Don Aronow: il ricordo di Renato “Sonny” Levi
di Renato “Sonny” Levi
Nel 1975 il cantiere Riva decise di presentare al Miami Boat Show, la sua ultima novità, quel Riva 2000 che io avevo progettato e che montava la mia trasmissione “step drive” con eliche di superficie sui tre motori Riva installati. Gino Gervasoni, che aveva sostituito Carlo Riva alla presidenza del cantiere già da qualche anno, mi chiese di raggiungere il team del cantiere in modo da poter spiegare lo step drive a un mercato che non aveva ancora mai visto un’elica di superficie applicata ad una barca da diporto. Accettai con entusiasmo e ben presto mi trovai allo stand di Riva accerchiato da un sacco di gente che sembrava interessata alla novità e ai soliti dubbiosi che argomentavano: “Solo mezza elica in acqua, solo metà dell’efficienza”.
Fra i più interessati c’era Don Aronow, quella specie di Tarzan che aveva avuto un successo strepitoso nel mondo dell’offshore e degli scafi veloci d’altura. Incominciai a spiegare a Don i vantaggi dello step drive. Prima che avessi finito tutto il mio discorso, mi interruppe- fra un bel po’ di colpi di flash dei molti fotografi che immortalavano l’incontro- e mi sfidò: “Scommetto 100mila dollari che questa barca non raggiunge le 60 mph”. Questo mi bloccò: ero ben sicuro che a Sarnico, nelle prove di collaudo, avevamo toccato le 62 mph con tutti i pesi a bordo ma il risultato era stato ottenuto con temperatura ben più fresca che non quella che c’era in quei giorni a Miami. Così, dopo averci pensato sopra per un buon minuto, gli dissi che non avevo soldi a sufficienza per accettare la scommessa. “Non importa, mi accontento, eventualmente, della barca”, rispose.
Fui costretto ancora una volta a dire che non si poteva fare: la barca non era mia ma del cantiere. Questo sembrò chiudere la discussione. “Vieni -continuò Don- ti voglio far vedere la mia nuova barca” e si avviò verso il suo stand. Lo seguii e mi accorsi che c’era un ometto che ci veniva dietro tutto indaffarato con una mezza dozzina di macchine fotografiche e altrettanti flash. Continuava a scattare foto finché ci disse:
“Ehi, vi ho fatto un sacco di foto. Sono del Miami Herald, ma cosa devo scrivere dietro alle foto?”.
Don si girò di colpo e dall’alto della sua statura disse:
“Questo è Sonny Levi, lui è Riva.
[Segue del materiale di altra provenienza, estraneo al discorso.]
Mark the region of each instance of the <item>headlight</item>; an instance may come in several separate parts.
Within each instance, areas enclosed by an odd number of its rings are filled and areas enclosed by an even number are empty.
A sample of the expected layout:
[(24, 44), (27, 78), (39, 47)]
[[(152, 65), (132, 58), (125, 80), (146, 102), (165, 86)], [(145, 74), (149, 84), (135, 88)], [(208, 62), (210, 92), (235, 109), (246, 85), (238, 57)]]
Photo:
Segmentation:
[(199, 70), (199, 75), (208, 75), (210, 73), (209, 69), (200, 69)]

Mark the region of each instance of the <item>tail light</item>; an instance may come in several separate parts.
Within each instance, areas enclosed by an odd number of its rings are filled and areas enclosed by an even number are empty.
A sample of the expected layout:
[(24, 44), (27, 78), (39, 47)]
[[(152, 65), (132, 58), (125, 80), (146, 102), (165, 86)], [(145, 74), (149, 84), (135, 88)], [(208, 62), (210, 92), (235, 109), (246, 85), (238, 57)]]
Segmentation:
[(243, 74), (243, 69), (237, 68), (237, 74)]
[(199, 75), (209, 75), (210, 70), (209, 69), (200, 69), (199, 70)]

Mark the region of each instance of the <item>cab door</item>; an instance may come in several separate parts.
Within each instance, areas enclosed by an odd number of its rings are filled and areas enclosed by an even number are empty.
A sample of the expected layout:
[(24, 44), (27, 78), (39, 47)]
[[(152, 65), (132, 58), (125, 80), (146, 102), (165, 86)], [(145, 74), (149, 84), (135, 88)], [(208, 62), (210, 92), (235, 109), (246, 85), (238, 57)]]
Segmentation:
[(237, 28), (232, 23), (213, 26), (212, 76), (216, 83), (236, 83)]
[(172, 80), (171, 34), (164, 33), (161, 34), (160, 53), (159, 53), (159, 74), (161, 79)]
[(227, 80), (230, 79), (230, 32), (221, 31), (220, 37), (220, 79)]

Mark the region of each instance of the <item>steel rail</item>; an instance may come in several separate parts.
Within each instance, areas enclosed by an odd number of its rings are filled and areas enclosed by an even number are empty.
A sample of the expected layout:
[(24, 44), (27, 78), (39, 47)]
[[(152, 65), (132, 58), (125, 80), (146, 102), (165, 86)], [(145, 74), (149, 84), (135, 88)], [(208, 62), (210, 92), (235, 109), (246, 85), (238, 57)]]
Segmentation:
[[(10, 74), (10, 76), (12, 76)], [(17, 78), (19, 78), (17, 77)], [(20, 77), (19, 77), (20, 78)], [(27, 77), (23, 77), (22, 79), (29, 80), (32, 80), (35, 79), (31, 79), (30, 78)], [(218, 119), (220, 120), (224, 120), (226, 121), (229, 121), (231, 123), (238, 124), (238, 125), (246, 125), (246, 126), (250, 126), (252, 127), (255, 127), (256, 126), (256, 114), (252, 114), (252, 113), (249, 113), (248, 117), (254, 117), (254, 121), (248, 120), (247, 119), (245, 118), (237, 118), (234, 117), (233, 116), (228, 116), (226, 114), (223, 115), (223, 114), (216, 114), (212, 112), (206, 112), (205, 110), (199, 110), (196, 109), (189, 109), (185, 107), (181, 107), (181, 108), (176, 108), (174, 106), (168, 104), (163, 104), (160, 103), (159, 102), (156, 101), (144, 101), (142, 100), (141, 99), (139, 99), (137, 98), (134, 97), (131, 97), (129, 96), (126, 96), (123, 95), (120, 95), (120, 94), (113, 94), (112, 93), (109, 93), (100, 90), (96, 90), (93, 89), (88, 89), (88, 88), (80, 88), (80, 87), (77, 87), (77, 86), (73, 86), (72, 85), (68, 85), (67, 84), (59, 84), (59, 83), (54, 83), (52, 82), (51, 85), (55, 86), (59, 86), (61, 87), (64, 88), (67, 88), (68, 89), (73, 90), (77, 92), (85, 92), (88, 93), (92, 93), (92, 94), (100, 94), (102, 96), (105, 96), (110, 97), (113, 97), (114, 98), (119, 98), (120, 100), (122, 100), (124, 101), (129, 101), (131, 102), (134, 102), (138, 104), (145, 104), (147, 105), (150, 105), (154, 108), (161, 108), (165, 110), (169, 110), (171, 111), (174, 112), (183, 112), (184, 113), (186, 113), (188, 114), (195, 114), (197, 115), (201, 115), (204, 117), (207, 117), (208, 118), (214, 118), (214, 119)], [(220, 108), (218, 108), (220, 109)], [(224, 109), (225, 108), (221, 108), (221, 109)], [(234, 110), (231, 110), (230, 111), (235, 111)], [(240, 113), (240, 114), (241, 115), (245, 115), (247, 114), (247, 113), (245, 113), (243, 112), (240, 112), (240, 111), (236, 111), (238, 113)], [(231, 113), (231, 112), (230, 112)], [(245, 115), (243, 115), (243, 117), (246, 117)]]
Io sono Don Aronow, una sola erre, e sono Cigarette.” E quindi riprese a camminare. Ma il piccolo ometto non demorse. E ci seguì ancora: “Di quale marca?” chiese dolcemente, alludendo alle sigarette.
Quando, finalmente, il Salone chiuse i battenti, il Riva 2000 venne messo in acqua per alcune prove pratiche, perché di dubbiosi come Don ce n’erano parecchi. La prima prova era piuttosto attesa e a bordo c’era parecchia gente di quella che conta, tipo Dick Bertram eccetera. Eravamo anche “accompagnati” da una considerevole flotta di barche veloci. Man mano che aprivamo gas queste barche finivano per restare indietro. Alla fine ne rimase solo una che si mantenne a lato fintantoché non toccammo le 60 mph. Era però troppo lontana per riconoscere chi ci fosse a bordo. La sera stessa, stavo cenando con gli amici al Palm Bay Club quando qualcun che non conoscevo venne al tavolo e mi portò un messaggio da parte di Don. Il contenuto era molto semplice: “Congratulazioni. Non ti dispiace di non aver accettato quella scommessa?”, così era lui, vecchia volpe, il pilota di quella barca che ci aveva seguito sino alle 60 mph.
Come tutti, sono rimasto turbato per la sua morte. A parte il piccolo fotografo del Miami Herald, credo non ci fosse una sola persona nel mondo nautico che non lo conoscesse: una figura davvero importante che aveva iniziato un successo travolgente negli anni Sessanta e che ancora conservava al momento della sua tragica fine.